ELA AINDA TINHA O PORTE DE TIGELA
Seus medos eram garrafais, combalidos.
Sabia de cor cada falange carcomida das querelas da paixão.
Tinha réstias saindo pelo ladrão. desnudas, desvalidas.
Suas mãos se diziam cariadas, desgarradas do resto do corpo.
Suava em profusão encharcando seus sonhos, sem pudor algum.
Parecia inerte, sem sangue nadando pelas veias,
tudo doía com tal fúria que dava medo respirar.

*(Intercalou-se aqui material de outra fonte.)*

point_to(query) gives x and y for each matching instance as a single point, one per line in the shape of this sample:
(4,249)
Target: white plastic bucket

Naquela cama se postava aguardando que Deus o laçasse
de volta, como fez com seus socos e fúrias.
Mas Deus não se daria o trabalho de acudir,
nem de sorrir. Deus estava morto há tempos.

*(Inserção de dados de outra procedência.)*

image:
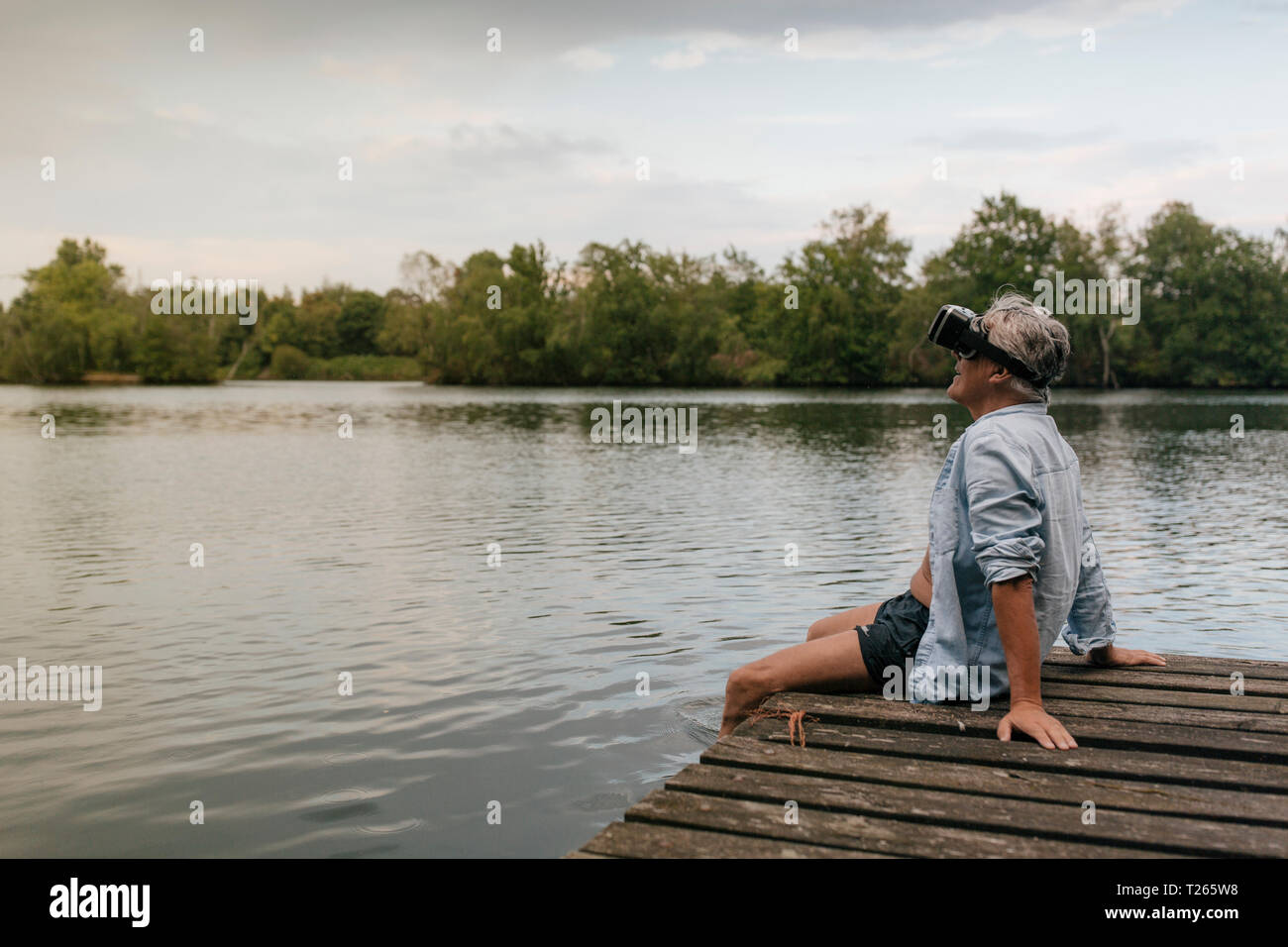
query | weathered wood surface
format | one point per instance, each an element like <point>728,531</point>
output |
<point>1185,761</point>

Desafinava nas poças abruptas da fé,
nos escombros estéreis que ainda teimavam em usurpar.
Lembrava dos seus engasgos, das querelas e badulaques
que tanto rosnaram nos tropéis escandalosos que agora,
por pena, deixavam o requeijão coalhar.
Mas ela ainda tinha o porte de tigela,
agulhas alucinadas buscando trégua,
poentes assustados chamando pela mãe.
Era forte como os ódios, sabia como ninguém
adoçar ferrugens e destravar os becos fétidos
da paixão.
Se dizia feitor das quitutes que ainda resistiam
à fome, ao frio, ao feio, ao perdido.
Agora, acreditem, não mais resvalarão naquele
acórdão maldito, naquela raspa de tacho que,
flertando, implorava por parar a música.
Mas nada era oco como seus feitos,
como suas estrepolias de pueril graça.
Então, como por dádiva, se desfez em cachos
perfumados de fuligem travessa,
como sempre quis, e nunca refez.
Escolheu seu confete mais desmanchado
e foi morrer desparafusando sua alma do dono.
Morreu como sempre se içou e nunca pariu.
Morreu nas cinzas abutres dos véus que ainda
serão ungidos, fincados, respingados.
Morreu, então, feliz. Envergadamente feliz,
Estupidamente feliz. Esquisitamente feliz.